Why Facebook sometimes must re-invent the wheel
Anyone deeply familiar with the Hadoop space might be thinking that a lot of what Facebook has done with Corona sounds familiar — and that’s because it kind of is. The Apache YARN project that has been integrated into the latest version of Apache Hadoop similarly splits the JobTracker into separate cluster-management and job-tracking components, and already allows for non-MapReduce workloads. Further, there is a whole class of commercial and open source cluster-management tools that have their own solutions to the problems Corona tries to solve, including Apache Mesos, which is Twitter’s tool of choice.

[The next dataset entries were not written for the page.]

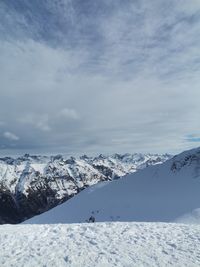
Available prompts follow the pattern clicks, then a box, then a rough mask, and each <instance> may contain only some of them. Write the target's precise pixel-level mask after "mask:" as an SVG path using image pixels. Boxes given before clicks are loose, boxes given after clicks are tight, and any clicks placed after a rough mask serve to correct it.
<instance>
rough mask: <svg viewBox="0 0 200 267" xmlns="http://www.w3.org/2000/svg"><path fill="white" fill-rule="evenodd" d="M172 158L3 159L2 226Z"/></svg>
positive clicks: (2, 165) (19, 157)
mask: <svg viewBox="0 0 200 267" xmlns="http://www.w3.org/2000/svg"><path fill="white" fill-rule="evenodd" d="M170 157H171V156H170V155H167V154H166V155H153V154H147V155H143V154H124V155H120V154H114V155H110V156H108V155H107V156H105V155H99V156H97V157H88V156H86V155H84V156H82V157H80V158H74V157H70V158H66V157H64V156H62V155H57V156H51V157H47V156H31V155H29V154H26V155H24V156H23V157H18V158H11V157H5V158H0V223H16V222H20V221H22V220H24V219H26V218H30V217H32V216H34V215H36V214H40V213H42V212H44V211H47V210H48V209H50V208H52V207H55V206H56V205H58V204H60V203H62V202H64V201H66V200H68V199H69V198H71V197H72V196H74V195H76V194H77V193H79V192H80V191H81V190H83V189H85V188H86V187H88V186H91V185H94V184H96V183H98V182H102V181H108V180H114V179H118V178H119V177H122V176H125V175H126V174H128V173H133V172H136V171H137V170H138V169H143V168H145V167H148V166H150V165H154V164H158V163H162V162H164V161H165V160H167V159H168V158H170Z"/></svg>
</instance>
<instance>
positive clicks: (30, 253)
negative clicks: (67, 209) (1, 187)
mask: <svg viewBox="0 0 200 267" xmlns="http://www.w3.org/2000/svg"><path fill="white" fill-rule="evenodd" d="M199 240H200V226H199V225H196V226H195V225H181V224H164V223H95V224H74V225H67V224H66V225H61V224H59V225H15V226H11V225H5V226H0V266H1V267H5V266H30V267H32V266H34V267H35V266H39V267H41V266H53V267H60V266H63V267H64V266H67V267H80V266H85V267H92V266H97V267H100V266H106V267H113V266H116V267H122V266H180V267H182V266H188V267H197V266H200V256H199V255H200V246H199Z"/></svg>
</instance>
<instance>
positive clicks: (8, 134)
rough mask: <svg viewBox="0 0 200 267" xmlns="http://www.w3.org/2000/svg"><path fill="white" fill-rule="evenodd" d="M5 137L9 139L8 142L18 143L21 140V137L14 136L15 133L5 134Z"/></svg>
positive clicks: (7, 138) (14, 134)
mask: <svg viewBox="0 0 200 267" xmlns="http://www.w3.org/2000/svg"><path fill="white" fill-rule="evenodd" d="M3 136H4V137H5V138H6V139H8V140H11V141H18V140H19V137H18V136H17V135H16V134H14V133H11V132H5V133H4V134H3Z"/></svg>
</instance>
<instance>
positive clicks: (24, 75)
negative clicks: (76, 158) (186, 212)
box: [0, 0, 200, 153]
mask: <svg viewBox="0 0 200 267" xmlns="http://www.w3.org/2000/svg"><path fill="white" fill-rule="evenodd" d="M30 10H31V12H30ZM0 15H1V16H0V17H1V19H0V20H1V22H2V23H1V26H0V51H1V52H0V80H1V90H0V114H1V117H0V121H2V122H6V123H5V124H1V123H0V127H1V128H0V131H1V134H3V133H5V132H10V133H14V134H15V135H16V136H19V137H20V139H19V140H18V141H17V142H15V143H14V144H11V142H9V140H8V139H5V138H4V139H2V140H0V146H1V147H4V149H7V150H9V149H10V151H11V150H13V149H15V150H18V151H20V150H23V151H26V150H27V151H36V152H37V151H43V152H46V151H50V152H51V151H53V152H54V151H57V152H59V151H61V152H69V151H70V153H73V152H74V153H87V152H91V153H94V152H97V153H98V152H132V151H143V152H148V151H149V152H171V153H172V152H178V151H180V150H183V149H185V148H189V147H190V146H191V145H192V143H191V142H189V141H188V140H187V139H186V138H185V136H187V135H189V134H195V135H197V136H198V133H199V130H200V123H199V118H198V117H199V116H198V115H199V112H200V108H199V99H200V91H199V83H200V78H199V77H200V49H199V43H200V4H199V1H196V0H191V1H186V0H180V1H172V0H170V1H164V0H163V1H160V0H153V1H147V0H142V1H129V0H127V1H120V0H117V1H114V0H109V1H92V0H86V1H80V0H74V1H69V0H68V1H67V0H62V1H59V2H58V1H44V2H41V1H32V2H31V1H29V2H27V1H23V0H19V1H1V3H0ZM12 141H14V140H12ZM15 141H16V140H15ZM13 145H15V147H14V148H13Z"/></svg>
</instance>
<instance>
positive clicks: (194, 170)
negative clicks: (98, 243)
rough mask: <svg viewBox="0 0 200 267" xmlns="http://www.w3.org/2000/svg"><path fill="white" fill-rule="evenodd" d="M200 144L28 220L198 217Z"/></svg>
mask: <svg viewBox="0 0 200 267" xmlns="http://www.w3.org/2000/svg"><path fill="white" fill-rule="evenodd" d="M199 192H200V148H197V149H193V150H189V151H185V152H183V153H181V154H179V155H177V156H175V157H173V158H171V159H169V160H167V161H166V162H164V163H163V164H158V165H154V166H150V167H149V168H144V169H140V170H138V171H137V172H136V173H132V174H128V175H127V176H125V177H124V178H122V179H117V180H114V181H106V182H101V183H99V184H97V185H94V186H92V187H89V188H87V189H86V190H84V191H82V192H80V194H78V195H77V196H75V197H74V198H72V199H70V200H69V201H67V202H66V203H64V204H62V205H60V206H58V207H56V208H54V209H52V210H50V211H48V212H46V213H44V214H41V215H39V216H36V217H34V218H32V219H30V220H28V221H27V222H26V223H39V224H41V223H44V224H46V223H82V222H108V221H122V222H127V221H130V222H131V221H135V222H184V223H200V209H199V208H200V194H199Z"/></svg>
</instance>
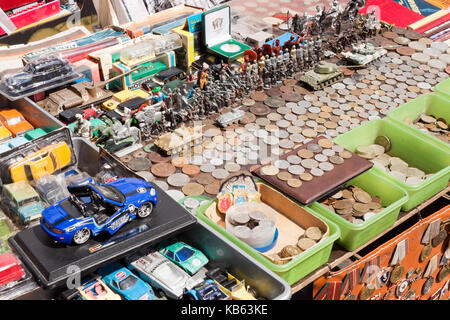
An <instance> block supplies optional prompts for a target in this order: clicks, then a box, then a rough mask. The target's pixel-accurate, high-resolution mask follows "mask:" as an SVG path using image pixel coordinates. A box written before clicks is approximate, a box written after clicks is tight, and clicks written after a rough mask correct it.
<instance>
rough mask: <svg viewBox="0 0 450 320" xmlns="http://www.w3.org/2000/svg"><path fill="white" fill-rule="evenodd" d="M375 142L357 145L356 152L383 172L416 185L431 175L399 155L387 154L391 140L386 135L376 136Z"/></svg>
mask: <svg viewBox="0 0 450 320" xmlns="http://www.w3.org/2000/svg"><path fill="white" fill-rule="evenodd" d="M375 142H376V143H377V144H371V145H367V146H359V147H357V148H356V150H355V151H356V154H358V155H359V156H360V157H362V158H365V159H368V160H370V161H371V162H372V163H373V164H374V165H375V166H377V167H378V168H380V169H381V170H383V171H384V172H387V173H389V174H390V175H391V176H393V177H394V178H396V179H398V180H400V181H401V182H404V183H406V184H409V185H418V184H420V183H422V182H423V181H424V180H426V179H427V178H429V177H430V176H431V175H432V174H425V172H423V171H422V170H420V169H418V168H415V167H412V166H409V164H408V163H407V162H406V161H404V160H403V159H401V158H399V157H392V156H390V155H389V154H387V153H386V152H388V151H389V150H390V149H391V142H390V140H389V138H388V137H386V136H380V137H377V139H376V140H375Z"/></svg>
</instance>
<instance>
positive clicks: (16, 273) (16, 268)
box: [0, 253, 25, 288]
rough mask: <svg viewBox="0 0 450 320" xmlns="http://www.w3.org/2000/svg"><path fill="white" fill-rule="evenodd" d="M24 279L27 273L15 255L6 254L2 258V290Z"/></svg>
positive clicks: (1, 282) (2, 256)
mask: <svg viewBox="0 0 450 320" xmlns="http://www.w3.org/2000/svg"><path fill="white" fill-rule="evenodd" d="M24 277H25V271H24V270H23V268H22V266H21V265H20V263H19V261H18V260H17V258H16V257H15V256H14V254H12V253H5V254H2V255H1V256H0V288H2V287H5V286H8V285H9V284H12V283H14V282H17V281H19V280H22V279H23V278H24Z"/></svg>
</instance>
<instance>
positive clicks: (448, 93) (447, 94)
mask: <svg viewBox="0 0 450 320" xmlns="http://www.w3.org/2000/svg"><path fill="white" fill-rule="evenodd" d="M434 91H436V92H437V93H438V94H439V95H441V96H444V97H447V98H450V78H447V79H446V80H444V81H442V82H440V83H438V84H437V85H436V86H435V87H434Z"/></svg>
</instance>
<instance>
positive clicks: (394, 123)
mask: <svg viewBox="0 0 450 320" xmlns="http://www.w3.org/2000/svg"><path fill="white" fill-rule="evenodd" d="M416 131H417V130H413V129H412V128H409V127H402V126H400V125H398V124H396V123H393V122H392V121H387V120H373V121H369V122H366V123H364V124H363V125H361V126H359V127H357V128H355V129H353V130H350V131H348V132H346V133H344V134H342V135H340V136H338V137H336V138H335V139H334V142H335V143H337V144H339V145H341V146H343V147H344V148H347V149H348V150H350V151H353V152H354V151H355V149H356V147H358V146H361V145H369V144H373V143H374V141H375V138H376V137H377V136H379V135H385V136H388V137H389V139H390V140H391V143H392V148H391V150H390V151H389V154H390V155H391V156H395V157H400V158H402V159H403V160H405V161H406V162H408V164H409V165H411V166H414V167H416V168H419V169H420V170H422V171H424V172H425V173H427V174H428V173H433V176H431V177H430V178H428V179H426V180H425V181H423V182H422V183H421V184H419V185H416V186H411V185H408V184H406V183H404V182H401V181H399V180H397V179H395V178H394V177H392V176H391V175H390V174H388V173H386V172H383V171H382V170H381V169H379V168H377V167H375V166H374V167H373V169H374V170H376V171H377V173H380V175H382V176H385V177H387V178H388V179H390V180H391V181H393V182H394V183H395V184H397V185H398V186H400V188H402V189H404V190H406V192H408V197H409V200H408V201H407V202H406V203H404V204H403V205H402V210H403V211H408V210H410V209H412V208H414V207H415V206H417V205H419V204H420V203H422V202H423V201H425V200H427V199H429V198H431V197H432V196H433V195H435V194H436V193H438V192H439V191H441V190H443V189H444V188H445V187H446V186H447V183H448V179H449V177H450V152H448V151H447V150H445V149H444V148H441V147H439V146H437V145H435V144H432V143H430V142H429V140H428V139H423V137H422V136H419V135H418V134H417V132H416Z"/></svg>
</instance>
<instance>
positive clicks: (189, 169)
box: [181, 164, 200, 177]
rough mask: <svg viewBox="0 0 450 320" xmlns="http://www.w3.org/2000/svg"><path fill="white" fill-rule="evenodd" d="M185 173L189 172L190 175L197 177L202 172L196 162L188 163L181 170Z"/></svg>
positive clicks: (188, 175) (188, 173) (187, 174)
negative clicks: (181, 169) (193, 163)
mask: <svg viewBox="0 0 450 320" xmlns="http://www.w3.org/2000/svg"><path fill="white" fill-rule="evenodd" d="M181 171H183V173H184V174H187V175H188V176H190V177H195V176H196V175H198V174H199V173H200V168H199V167H198V166H196V165H195V164H187V165H185V166H184V167H183V169H182V170H181Z"/></svg>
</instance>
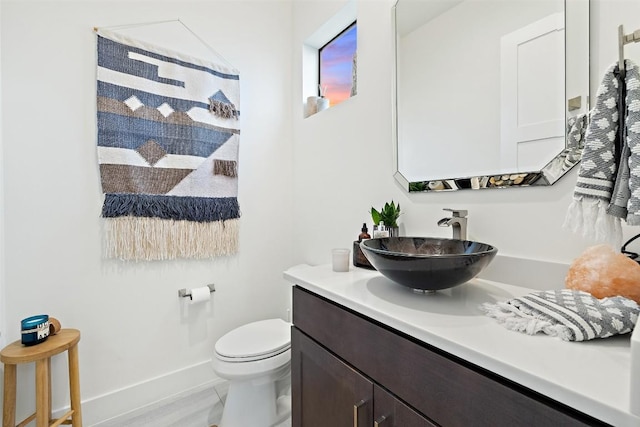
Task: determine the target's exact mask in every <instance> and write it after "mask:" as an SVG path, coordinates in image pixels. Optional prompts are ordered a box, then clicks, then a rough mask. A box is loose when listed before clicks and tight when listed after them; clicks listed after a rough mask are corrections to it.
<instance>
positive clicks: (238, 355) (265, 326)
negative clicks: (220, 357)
mask: <svg viewBox="0 0 640 427" xmlns="http://www.w3.org/2000/svg"><path fill="white" fill-rule="evenodd" d="M290 327H291V325H290V324H289V323H287V322H285V321H284V320H282V319H269V320H260V321H258V322H253V323H249V324H246V325H243V326H240V327H238V328H236V329H234V330H232V331H230V332H228V333H226V334H225V335H223V336H222V337H221V338H220V339H219V340H218V342H216V345H215V351H216V353H217V354H218V355H219V356H222V357H223V358H225V359H239V360H238V361H250V360H258V359H264V358H266V357H269V356H272V355H274V354H278V353H281V352H282V351H284V350H286V349H288V348H289V347H290V346H291V329H290Z"/></svg>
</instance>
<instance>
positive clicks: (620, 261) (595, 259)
mask: <svg viewBox="0 0 640 427" xmlns="http://www.w3.org/2000/svg"><path fill="white" fill-rule="evenodd" d="M565 285H566V287H567V288H568V289H576V290H581V291H585V292H588V293H590V294H591V295H593V296H594V297H596V298H606V297H612V296H618V295H620V296H623V297H627V298H629V299H632V300H634V301H635V302H637V303H640V264H638V263H637V262H635V261H633V260H632V259H630V258H628V257H626V256H625V255H623V254H621V253H619V252H616V251H614V250H613V248H612V247H611V246H609V245H597V246H592V247H590V248H587V249H586V250H585V251H584V252H583V253H582V254H581V255H580V256H579V257H578V258H576V259H575V260H574V261H573V263H572V264H571V266H570V267H569V273H568V274H567V277H566V279H565Z"/></svg>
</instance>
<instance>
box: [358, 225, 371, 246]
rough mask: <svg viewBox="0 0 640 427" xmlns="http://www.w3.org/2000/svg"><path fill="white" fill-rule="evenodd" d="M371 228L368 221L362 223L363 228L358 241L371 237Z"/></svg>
mask: <svg viewBox="0 0 640 427" xmlns="http://www.w3.org/2000/svg"><path fill="white" fill-rule="evenodd" d="M370 238H371V236H370V235H369V229H368V228H367V223H366V222H363V223H362V230H360V235H359V236H358V242H362V241H363V240H365V239H370Z"/></svg>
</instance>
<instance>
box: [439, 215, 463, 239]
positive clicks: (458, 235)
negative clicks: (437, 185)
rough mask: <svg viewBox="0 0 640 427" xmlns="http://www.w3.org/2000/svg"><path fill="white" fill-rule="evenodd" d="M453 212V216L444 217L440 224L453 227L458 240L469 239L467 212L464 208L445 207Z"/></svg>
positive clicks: (440, 222) (455, 236)
mask: <svg viewBox="0 0 640 427" xmlns="http://www.w3.org/2000/svg"><path fill="white" fill-rule="evenodd" d="M443 210H445V211H449V212H451V218H442V219H441V220H440V221H438V226H440V227H449V226H451V228H452V229H453V238H454V239H458V240H467V214H468V213H469V212H467V211H466V210H463V209H443Z"/></svg>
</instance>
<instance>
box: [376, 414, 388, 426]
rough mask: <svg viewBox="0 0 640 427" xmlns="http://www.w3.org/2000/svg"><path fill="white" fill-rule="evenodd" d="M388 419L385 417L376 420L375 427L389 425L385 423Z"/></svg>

However, anyone who’s familiar with Facebook knows the company isn’t likely to buy software from anyone. It also has reached a point of customization with its Hadoop environment where even open-source projects from Apache won’t be easy to adapt to Facebook’s unique architecture. From the blog post:
It’s worth noting that we considered Apache YARN as a possible alternative to Corona. However, after investigating the use of YARN on top of our version of HDFS (a strong requirement due to our many petabytes of archived data) we found numerous incompatibilities that would be time-prohibitive and risky to fix. Also, it is unknown when YARN would be ready to work at Facebook-scale workloads.
So, Facebook plods forward, a Hadoop user without equal (save for maybe Yahoo) left building its own tools in isolation. What will be interesting to watch as Hadoop adoption picks up and more companies beging building applications atop it is how many actually utilize the types of tools that companies like Facebook, Twitter and Quantcast have created and open sourced. They might not have commercial backers behind them, but they’re certainly built to work well at scale.
Feature image courtesy of Shutterstock user Johan Swanepoel.